Tryanuary is about three things for me; trying new beers, trying new pubs and revisiting pubs or bars that you may not tend to frequent with an aim to ‘rediscover’ them. The latter is what I got up to in my local town, Guiseley, and here I share my experience with you.
Guiseley is to the North West of Leeds, less than 15 minutes on a train from the city centre. A bit of local trivia; Harry Ramsden’s was set up in the town back in 1928. Also, Harry Corbett (of Sooty and Sweep fame) lived above a local chip shop that used to be called Springfield and is now our local; Midgeley’s.
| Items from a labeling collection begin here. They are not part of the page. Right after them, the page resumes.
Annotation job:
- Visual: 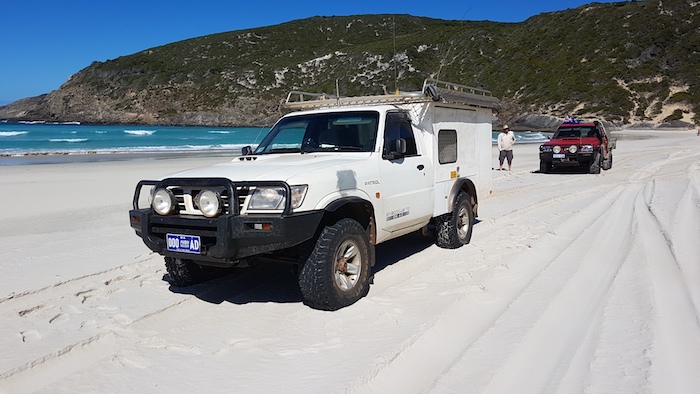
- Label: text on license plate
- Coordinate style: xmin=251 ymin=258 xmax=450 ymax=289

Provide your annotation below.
xmin=167 ymin=234 xmax=201 ymax=254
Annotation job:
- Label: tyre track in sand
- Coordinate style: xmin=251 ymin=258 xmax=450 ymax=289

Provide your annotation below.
xmin=0 ymin=253 xmax=274 ymax=392
xmin=350 ymin=143 xmax=692 ymax=392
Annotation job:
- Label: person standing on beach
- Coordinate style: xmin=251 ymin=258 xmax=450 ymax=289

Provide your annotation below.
xmin=498 ymin=125 xmax=515 ymax=171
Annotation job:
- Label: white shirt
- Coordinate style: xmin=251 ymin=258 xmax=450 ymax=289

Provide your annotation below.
xmin=498 ymin=130 xmax=515 ymax=150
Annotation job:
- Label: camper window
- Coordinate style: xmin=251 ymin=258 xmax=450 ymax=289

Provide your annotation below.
xmin=438 ymin=130 xmax=457 ymax=164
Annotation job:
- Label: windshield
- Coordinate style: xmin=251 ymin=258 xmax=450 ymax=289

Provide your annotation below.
xmin=552 ymin=126 xmax=599 ymax=140
xmin=254 ymin=111 xmax=379 ymax=154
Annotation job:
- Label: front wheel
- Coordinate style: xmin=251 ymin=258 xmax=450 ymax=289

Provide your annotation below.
xmin=540 ymin=160 xmax=552 ymax=174
xmin=299 ymin=218 xmax=371 ymax=311
xmin=435 ymin=192 xmax=474 ymax=249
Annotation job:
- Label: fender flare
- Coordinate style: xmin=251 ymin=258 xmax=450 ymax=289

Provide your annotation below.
xmin=448 ymin=178 xmax=479 ymax=217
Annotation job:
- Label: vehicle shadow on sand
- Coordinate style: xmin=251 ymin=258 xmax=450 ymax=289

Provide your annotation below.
xmin=163 ymin=232 xmax=442 ymax=304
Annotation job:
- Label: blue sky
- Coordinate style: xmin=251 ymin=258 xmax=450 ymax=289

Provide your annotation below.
xmin=0 ymin=0 xmax=609 ymax=105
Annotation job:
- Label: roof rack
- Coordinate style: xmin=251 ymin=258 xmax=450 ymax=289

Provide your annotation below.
xmin=283 ymin=79 xmax=499 ymax=109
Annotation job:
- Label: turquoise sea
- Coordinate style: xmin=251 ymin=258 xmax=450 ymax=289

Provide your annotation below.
xmin=0 ymin=122 xmax=269 ymax=156
xmin=0 ymin=122 xmax=551 ymax=157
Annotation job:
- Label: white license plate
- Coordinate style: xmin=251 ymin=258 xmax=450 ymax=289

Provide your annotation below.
xmin=166 ymin=234 xmax=201 ymax=254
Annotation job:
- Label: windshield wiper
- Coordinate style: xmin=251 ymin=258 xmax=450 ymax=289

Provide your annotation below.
xmin=262 ymin=148 xmax=301 ymax=154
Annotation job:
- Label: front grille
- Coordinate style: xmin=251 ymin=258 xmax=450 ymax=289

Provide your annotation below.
xmin=170 ymin=186 xmax=243 ymax=216
xmin=132 ymin=178 xmax=292 ymax=218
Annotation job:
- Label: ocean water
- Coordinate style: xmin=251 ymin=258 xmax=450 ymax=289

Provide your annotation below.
xmin=0 ymin=122 xmax=269 ymax=156
xmin=0 ymin=123 xmax=551 ymax=156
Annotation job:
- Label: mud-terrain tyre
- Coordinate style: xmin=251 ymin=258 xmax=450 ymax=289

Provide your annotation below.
xmin=588 ymin=152 xmax=602 ymax=174
xmin=299 ymin=218 xmax=371 ymax=311
xmin=540 ymin=160 xmax=552 ymax=174
xmin=165 ymin=256 xmax=224 ymax=287
xmin=435 ymin=192 xmax=474 ymax=249
xmin=601 ymin=152 xmax=612 ymax=171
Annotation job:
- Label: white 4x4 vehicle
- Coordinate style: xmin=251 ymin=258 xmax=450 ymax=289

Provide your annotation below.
xmin=129 ymin=80 xmax=498 ymax=310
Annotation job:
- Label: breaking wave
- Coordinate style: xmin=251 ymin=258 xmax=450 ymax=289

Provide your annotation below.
xmin=124 ymin=130 xmax=156 ymax=135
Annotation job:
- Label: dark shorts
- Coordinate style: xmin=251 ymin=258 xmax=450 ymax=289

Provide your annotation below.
xmin=498 ymin=150 xmax=513 ymax=164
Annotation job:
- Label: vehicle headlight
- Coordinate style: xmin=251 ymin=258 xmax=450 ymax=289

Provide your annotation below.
xmin=151 ymin=189 xmax=176 ymax=215
xmin=195 ymin=189 xmax=223 ymax=218
xmin=248 ymin=187 xmax=284 ymax=209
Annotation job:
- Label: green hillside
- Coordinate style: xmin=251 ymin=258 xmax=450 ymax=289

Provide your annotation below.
xmin=0 ymin=0 xmax=700 ymax=125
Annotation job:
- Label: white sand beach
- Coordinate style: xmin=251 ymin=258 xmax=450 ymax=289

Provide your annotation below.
xmin=0 ymin=130 xmax=700 ymax=394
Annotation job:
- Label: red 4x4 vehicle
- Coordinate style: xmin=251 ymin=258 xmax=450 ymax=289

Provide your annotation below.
xmin=540 ymin=120 xmax=615 ymax=174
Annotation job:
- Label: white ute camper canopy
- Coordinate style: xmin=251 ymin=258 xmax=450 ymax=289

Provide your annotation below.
xmin=283 ymin=79 xmax=500 ymax=205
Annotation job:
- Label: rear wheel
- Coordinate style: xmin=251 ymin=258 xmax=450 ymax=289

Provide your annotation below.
xmin=299 ymin=218 xmax=371 ymax=311
xmin=588 ymin=152 xmax=601 ymax=174
xmin=435 ymin=192 xmax=474 ymax=249
xmin=602 ymin=152 xmax=612 ymax=171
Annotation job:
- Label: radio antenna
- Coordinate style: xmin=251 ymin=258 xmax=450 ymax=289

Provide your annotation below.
xmin=391 ymin=14 xmax=399 ymax=94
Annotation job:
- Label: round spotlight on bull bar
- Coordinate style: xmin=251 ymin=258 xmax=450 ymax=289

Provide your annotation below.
xmin=151 ymin=189 xmax=177 ymax=216
xmin=195 ymin=189 xmax=223 ymax=218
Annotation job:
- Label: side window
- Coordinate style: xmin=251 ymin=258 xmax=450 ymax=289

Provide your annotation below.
xmin=438 ymin=130 xmax=457 ymax=164
xmin=384 ymin=112 xmax=418 ymax=156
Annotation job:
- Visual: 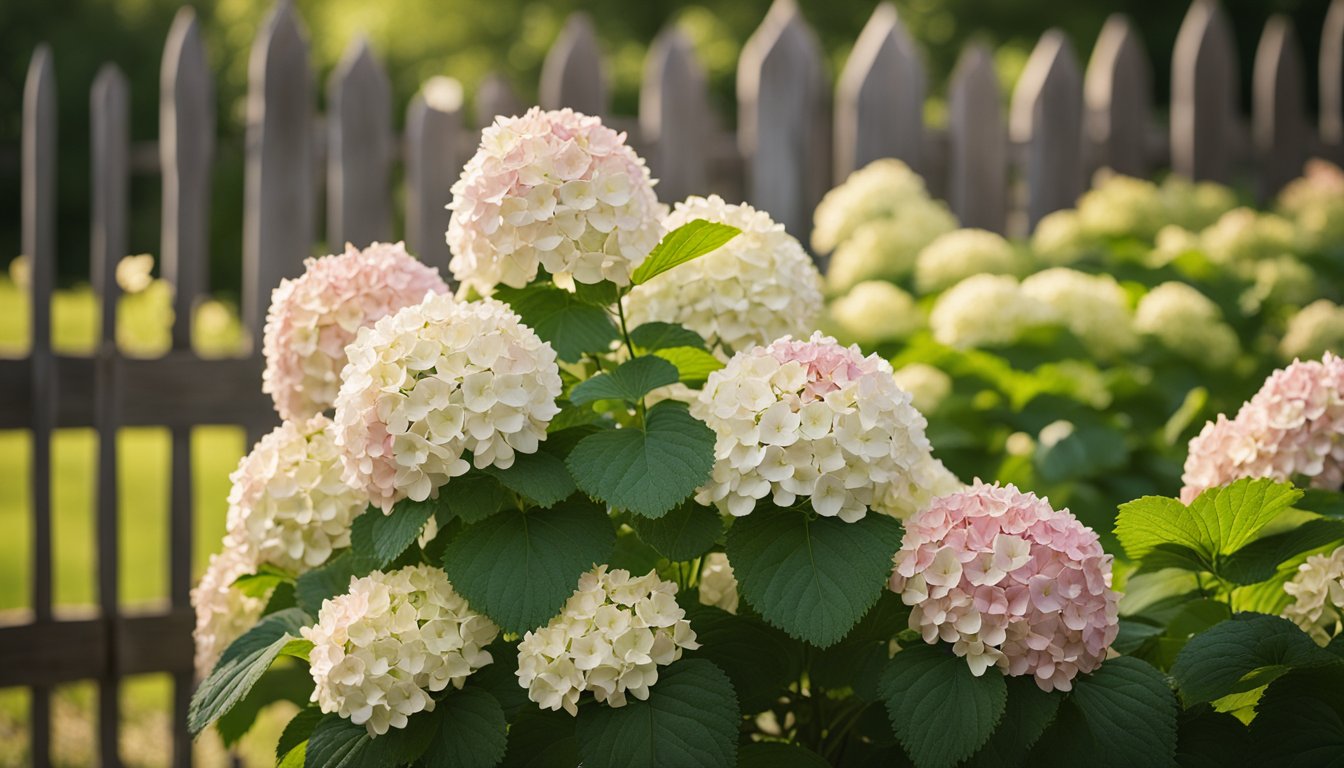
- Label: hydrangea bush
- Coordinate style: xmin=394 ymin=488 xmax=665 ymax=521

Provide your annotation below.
xmin=188 ymin=109 xmax=1344 ymax=768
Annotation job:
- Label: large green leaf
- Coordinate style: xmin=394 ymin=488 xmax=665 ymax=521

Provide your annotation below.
xmin=882 ymin=644 xmax=1008 ymax=768
xmin=630 ymin=219 xmax=742 ymax=285
xmin=577 ymin=659 xmax=739 ymax=768
xmin=570 ymin=355 xmax=679 ymax=405
xmin=187 ymin=608 xmax=312 ymax=734
xmin=566 ymin=401 xmax=714 ymax=518
xmin=349 ymin=499 xmax=438 ymax=570
xmin=421 ymin=686 xmax=508 ymax=768
xmin=630 ymin=500 xmax=723 ymax=561
xmin=495 ymin=285 xmax=620 ymax=363
xmin=444 ymin=499 xmax=616 ymax=633
xmin=1172 ymin=613 xmax=1344 ymax=705
xmin=727 ymin=503 xmax=902 ymax=648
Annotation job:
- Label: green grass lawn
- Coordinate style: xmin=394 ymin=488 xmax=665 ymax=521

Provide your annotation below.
xmin=0 ymin=278 xmax=292 ymax=767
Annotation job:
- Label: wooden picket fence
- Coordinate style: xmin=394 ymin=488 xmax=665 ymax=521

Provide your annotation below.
xmin=0 ymin=0 xmax=1344 ymax=765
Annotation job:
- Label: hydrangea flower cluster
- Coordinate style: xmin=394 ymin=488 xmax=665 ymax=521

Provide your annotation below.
xmin=915 ymin=229 xmax=1023 ymax=295
xmin=890 ymin=482 xmax=1118 ymax=691
xmin=929 ymin=274 xmax=1056 ymax=348
xmin=691 ymin=332 xmax=930 ymax=522
xmin=700 ymin=551 xmax=739 ymax=613
xmin=261 ymin=242 xmax=448 ymax=418
xmin=335 ymin=295 xmax=560 ymax=512
xmin=625 ymin=195 xmax=821 ymax=350
xmin=301 ymin=565 xmax=499 ymax=736
xmin=1134 ymin=281 xmax=1241 ymax=369
xmin=828 ymin=280 xmax=925 ymax=344
xmin=191 ymin=538 xmax=266 ymax=678
xmin=228 ymin=414 xmax=368 ymax=573
xmin=1021 ymin=266 xmax=1138 ymax=358
xmin=1284 ymin=546 xmax=1344 ymax=646
xmin=448 ymin=108 xmax=664 ymax=292
xmin=1181 ymin=352 xmax=1344 ymax=504
xmin=517 ymin=565 xmax=700 ymax=716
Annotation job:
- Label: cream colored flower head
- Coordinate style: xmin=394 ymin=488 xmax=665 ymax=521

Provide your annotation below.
xmin=300 ymin=565 xmax=499 ymax=737
xmin=691 ymin=332 xmax=930 ymax=522
xmin=517 ymin=565 xmax=700 ymax=716
xmin=335 ymin=295 xmax=560 ymax=512
xmin=448 ymin=108 xmax=664 ymax=292
xmin=625 ymin=195 xmax=821 ymax=350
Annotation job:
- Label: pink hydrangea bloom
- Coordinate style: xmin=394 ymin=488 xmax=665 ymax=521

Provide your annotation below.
xmin=1181 ymin=352 xmax=1344 ymax=504
xmin=448 ymin=108 xmax=664 ymax=292
xmin=261 ymin=242 xmax=448 ymax=420
xmin=890 ymin=480 xmax=1120 ymax=691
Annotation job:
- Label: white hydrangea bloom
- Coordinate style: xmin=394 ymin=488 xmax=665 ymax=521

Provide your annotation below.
xmin=700 ymin=551 xmax=738 ymax=613
xmin=827 ymin=209 xmax=957 ymax=295
xmin=892 ymin=363 xmax=952 ymax=413
xmin=828 ymin=280 xmax=925 ymax=344
xmin=1134 ymin=282 xmax=1241 ymax=369
xmin=517 ymin=565 xmax=700 ymax=714
xmin=301 ymin=565 xmax=499 ymax=736
xmin=812 ymin=157 xmax=929 ymax=253
xmin=191 ymin=538 xmax=266 ymax=678
xmin=335 ymin=295 xmax=560 ymax=512
xmin=915 ymin=229 xmax=1021 ymax=295
xmin=1021 ymin=266 xmax=1138 ymax=358
xmin=448 ymin=108 xmax=664 ymax=292
xmin=929 ymin=274 xmax=1056 ymax=348
xmin=1284 ymin=546 xmax=1344 ymax=646
xmin=227 ymin=414 xmax=368 ymax=573
xmin=1278 ymin=299 xmax=1344 ymax=360
xmin=625 ymin=195 xmax=821 ymax=350
xmin=691 ymin=332 xmax=930 ymax=522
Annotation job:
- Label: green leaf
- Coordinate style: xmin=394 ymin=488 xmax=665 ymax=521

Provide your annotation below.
xmin=653 ymin=347 xmax=723 ymax=385
xmin=570 ymin=355 xmax=677 ymax=405
xmin=969 ymin=675 xmax=1063 ymax=768
xmin=349 ymin=499 xmax=438 ymax=570
xmin=483 ymin=451 xmax=577 ymax=511
xmin=304 ymin=712 xmax=438 ymax=768
xmin=630 ymin=321 xmax=706 ymax=352
xmin=630 ymin=219 xmax=742 ymax=285
xmin=276 ymin=703 xmax=325 ymax=765
xmin=495 ymin=285 xmax=621 ymax=363
xmin=882 ymin=646 xmax=1008 ymax=768
xmin=1172 ymin=613 xmax=1341 ymax=705
xmin=444 ymin=499 xmax=616 ymax=635
xmin=1218 ymin=518 xmax=1344 ymax=584
xmin=187 ymin=608 xmax=312 ymax=734
xmin=727 ymin=503 xmax=902 ymax=648
xmin=630 ymin=500 xmax=723 ymax=561
xmin=421 ymin=686 xmax=508 ymax=768
xmin=566 ymin=401 xmax=714 ymax=518
xmin=577 ymin=659 xmax=739 ymax=768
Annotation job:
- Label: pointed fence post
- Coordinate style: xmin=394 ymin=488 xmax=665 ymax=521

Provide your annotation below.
xmin=1009 ymin=30 xmax=1083 ymax=231
xmin=835 ymin=3 xmax=926 ymax=183
xmin=1171 ymin=0 xmax=1238 ymax=183
xmin=327 ymin=38 xmax=392 ymax=253
xmin=540 ymin=12 xmax=607 ymax=116
xmin=1083 ymin=13 xmax=1153 ymax=178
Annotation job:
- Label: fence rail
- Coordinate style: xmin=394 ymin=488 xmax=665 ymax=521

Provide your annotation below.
xmin=0 ymin=0 xmax=1344 ymax=765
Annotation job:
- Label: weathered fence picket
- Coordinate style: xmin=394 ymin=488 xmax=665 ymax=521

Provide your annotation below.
xmin=0 ymin=0 xmax=1344 ymax=765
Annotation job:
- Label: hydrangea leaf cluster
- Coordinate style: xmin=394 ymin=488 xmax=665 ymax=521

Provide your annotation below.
xmin=517 ymin=565 xmax=700 ymax=716
xmin=261 ymin=242 xmax=448 ymax=418
xmin=335 ymin=295 xmax=560 ymax=512
xmin=302 ymin=565 xmax=499 ymax=736
xmin=448 ymin=108 xmax=663 ymax=292
xmin=625 ymin=195 xmax=821 ymax=350
xmin=1181 ymin=352 xmax=1344 ymax=503
xmin=691 ymin=332 xmax=930 ymax=522
xmin=890 ymin=482 xmax=1118 ymax=691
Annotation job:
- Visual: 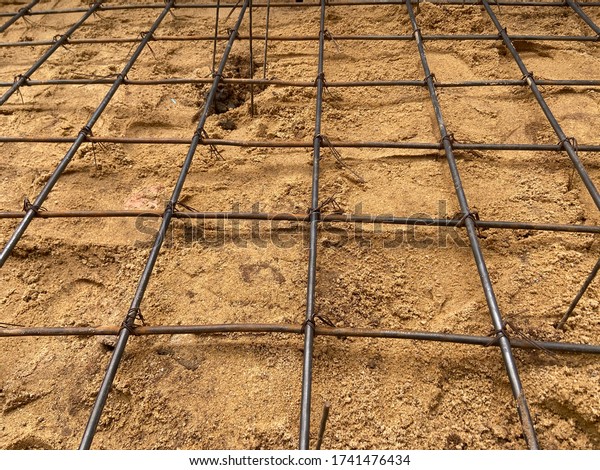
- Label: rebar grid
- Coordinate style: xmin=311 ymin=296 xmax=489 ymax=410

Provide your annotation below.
xmin=0 ymin=0 xmax=600 ymax=449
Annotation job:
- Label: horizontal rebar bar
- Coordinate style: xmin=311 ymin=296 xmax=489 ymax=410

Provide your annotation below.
xmin=481 ymin=0 xmax=600 ymax=213
xmin=0 ymin=136 xmax=600 ymax=152
xmin=0 ymin=323 xmax=600 ymax=354
xmin=0 ymin=0 xmax=40 ymax=33
xmin=0 ymin=0 xmax=103 ymax=106
xmin=565 ymin=0 xmax=600 ymax=37
xmin=0 ymin=0 xmax=600 ymax=17
xmin=0 ymin=34 xmax=598 ymax=47
xmin=0 ymin=210 xmax=600 ymax=233
xmin=0 ymin=77 xmax=600 ymax=88
xmin=0 ymin=0 xmax=174 ymax=267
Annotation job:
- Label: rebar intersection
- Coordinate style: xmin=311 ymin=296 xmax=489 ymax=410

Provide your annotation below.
xmin=0 ymin=0 xmax=600 ymax=449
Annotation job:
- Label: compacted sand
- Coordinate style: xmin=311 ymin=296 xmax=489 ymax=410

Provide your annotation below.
xmin=0 ymin=0 xmax=600 ymax=449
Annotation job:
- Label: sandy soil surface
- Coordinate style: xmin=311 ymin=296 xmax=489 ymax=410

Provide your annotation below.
xmin=0 ymin=0 xmax=600 ymax=449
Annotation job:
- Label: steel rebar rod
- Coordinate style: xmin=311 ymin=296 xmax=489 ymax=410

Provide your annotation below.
xmin=263 ymin=0 xmax=271 ymax=80
xmin=0 ymin=0 xmax=600 ymax=17
xmin=0 ymin=77 xmax=600 ymax=88
xmin=556 ymin=259 xmax=600 ymax=329
xmin=0 ymin=210 xmax=600 ymax=233
xmin=0 ymin=323 xmax=600 ymax=354
xmin=299 ymin=0 xmax=326 ymax=450
xmin=210 ymin=0 xmax=221 ymax=73
xmin=0 ymin=0 xmax=175 ymax=267
xmin=0 ymin=34 xmax=599 ymax=47
xmin=481 ymin=0 xmax=600 ymax=210
xmin=248 ymin=0 xmax=254 ymax=118
xmin=0 ymin=0 xmax=40 ymax=33
xmin=0 ymin=0 xmax=104 ymax=106
xmin=80 ymin=0 xmax=249 ymax=449
xmin=406 ymin=0 xmax=539 ymax=449
xmin=0 ymin=136 xmax=600 ymax=152
xmin=565 ymin=0 xmax=600 ymax=37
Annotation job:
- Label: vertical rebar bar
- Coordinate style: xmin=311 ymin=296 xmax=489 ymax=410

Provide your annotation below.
xmin=406 ymin=0 xmax=539 ymax=449
xmin=263 ymin=0 xmax=271 ymax=80
xmin=566 ymin=0 xmax=600 ymax=36
xmin=0 ymin=0 xmax=40 ymax=33
xmin=315 ymin=401 xmax=331 ymax=450
xmin=248 ymin=0 xmax=254 ymax=117
xmin=0 ymin=0 xmax=175 ymax=267
xmin=556 ymin=259 xmax=600 ymax=329
xmin=0 ymin=0 xmax=104 ymax=105
xmin=481 ymin=0 xmax=600 ymax=209
xmin=210 ymin=0 xmax=221 ymax=74
xmin=80 ymin=0 xmax=250 ymax=449
xmin=300 ymin=0 xmax=325 ymax=450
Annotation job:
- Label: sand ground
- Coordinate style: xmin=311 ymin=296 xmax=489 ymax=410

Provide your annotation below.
xmin=0 ymin=0 xmax=600 ymax=449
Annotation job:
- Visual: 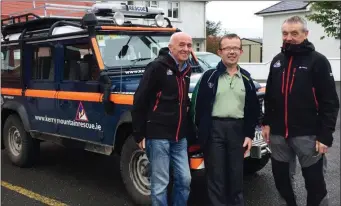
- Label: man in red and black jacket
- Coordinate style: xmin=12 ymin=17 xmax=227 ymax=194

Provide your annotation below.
xmin=132 ymin=32 xmax=192 ymax=206
xmin=263 ymin=16 xmax=339 ymax=206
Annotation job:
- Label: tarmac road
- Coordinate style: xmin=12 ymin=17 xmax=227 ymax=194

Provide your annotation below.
xmin=1 ymin=83 xmax=340 ymax=206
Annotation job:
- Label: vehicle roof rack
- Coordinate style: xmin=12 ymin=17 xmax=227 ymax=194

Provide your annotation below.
xmin=1 ymin=2 xmax=172 ymax=40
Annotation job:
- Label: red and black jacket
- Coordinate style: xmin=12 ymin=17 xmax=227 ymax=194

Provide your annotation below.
xmin=263 ymin=40 xmax=339 ymax=146
xmin=132 ymin=49 xmax=191 ymax=142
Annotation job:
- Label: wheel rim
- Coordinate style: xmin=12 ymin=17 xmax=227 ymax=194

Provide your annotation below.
xmin=129 ymin=151 xmax=150 ymax=196
xmin=8 ymin=126 xmax=22 ymax=156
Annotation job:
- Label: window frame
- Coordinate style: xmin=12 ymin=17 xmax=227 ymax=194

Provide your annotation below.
xmin=167 ymin=1 xmax=180 ymax=20
xmin=59 ymin=38 xmax=100 ymax=83
xmin=29 ymin=42 xmax=57 ymax=83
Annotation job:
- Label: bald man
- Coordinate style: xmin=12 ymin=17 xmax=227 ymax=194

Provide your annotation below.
xmin=132 ymin=32 xmax=192 ymax=206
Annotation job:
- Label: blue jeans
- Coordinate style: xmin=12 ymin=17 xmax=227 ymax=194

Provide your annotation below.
xmin=146 ymin=138 xmax=191 ymax=206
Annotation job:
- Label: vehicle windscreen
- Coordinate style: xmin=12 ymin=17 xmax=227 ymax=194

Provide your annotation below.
xmin=198 ymin=54 xmax=221 ymax=68
xmin=96 ymin=34 xmax=170 ymax=69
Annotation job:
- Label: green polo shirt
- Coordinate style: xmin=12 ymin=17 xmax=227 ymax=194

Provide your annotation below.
xmin=212 ymin=68 xmax=246 ymax=118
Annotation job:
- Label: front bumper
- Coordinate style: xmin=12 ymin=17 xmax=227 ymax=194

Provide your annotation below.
xmin=189 ymin=127 xmax=271 ymax=170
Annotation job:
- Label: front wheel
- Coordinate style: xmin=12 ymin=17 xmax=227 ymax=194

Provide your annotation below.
xmin=244 ymin=154 xmax=270 ymax=175
xmin=120 ymin=136 xmax=151 ymax=205
xmin=3 ymin=115 xmax=40 ymax=167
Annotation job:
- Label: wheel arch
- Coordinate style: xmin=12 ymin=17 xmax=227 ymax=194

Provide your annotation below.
xmin=1 ymin=101 xmax=31 ymax=148
xmin=113 ymin=111 xmax=133 ymax=154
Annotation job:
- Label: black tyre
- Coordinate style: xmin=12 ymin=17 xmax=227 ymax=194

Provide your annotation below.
xmin=3 ymin=115 xmax=40 ymax=167
xmin=244 ymin=154 xmax=270 ymax=175
xmin=120 ymin=136 xmax=151 ymax=205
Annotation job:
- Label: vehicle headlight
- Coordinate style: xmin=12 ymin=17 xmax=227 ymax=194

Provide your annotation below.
xmin=155 ymin=14 xmax=165 ymax=27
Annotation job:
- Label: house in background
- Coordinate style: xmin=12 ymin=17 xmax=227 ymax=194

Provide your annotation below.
xmin=239 ymin=38 xmax=263 ymax=63
xmin=255 ymin=1 xmax=340 ymax=62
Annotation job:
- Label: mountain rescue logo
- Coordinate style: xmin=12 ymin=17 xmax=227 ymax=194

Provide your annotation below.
xmin=273 ymin=60 xmax=281 ymax=68
xmin=75 ymin=102 xmax=89 ymax=122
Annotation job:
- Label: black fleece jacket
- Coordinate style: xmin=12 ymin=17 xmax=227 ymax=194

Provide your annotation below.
xmin=132 ymin=48 xmax=191 ymax=142
xmin=263 ymin=40 xmax=339 ymax=146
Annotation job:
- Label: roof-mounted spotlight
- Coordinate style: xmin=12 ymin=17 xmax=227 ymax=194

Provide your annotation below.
xmin=113 ymin=11 xmax=124 ymax=25
xmin=155 ymin=14 xmax=165 ymax=27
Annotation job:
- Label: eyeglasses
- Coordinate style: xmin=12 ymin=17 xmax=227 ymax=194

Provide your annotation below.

So, yes, we like fish and chips in this part of the world.
Back to the pub tour, I’ve been to all the pubs in Guiseley at least once before, but me and Leanne only tend to ever go to two on a regular basis. The Ings and Coopers are regulars for us and we’ve visited them for many years. I wanted to use the upcoming #tryanuary to think about why we don’t visit any of the others, and call in to see what we might be missing. There are 8* pubs in total to visit.
This is the pub we visit most and have been patrons for many years. This is a Market Town Tavern run pub, a Northern pub chain that has 19 run pubs. The biggest selection of draft beer in Guiseley can be found here, with eight cask pumps, one cider pump and ten keg lines. One of the cask pumps is taken by a permanent Timothy Taylor, one by a Rooster’s beer and one by an Okells beer, leaving five ever rotating guests. Locality is key here, with the produce from the kitchen all coming from local suppliers. Coopers offer a great food menu and this seems to be a big pull for many people.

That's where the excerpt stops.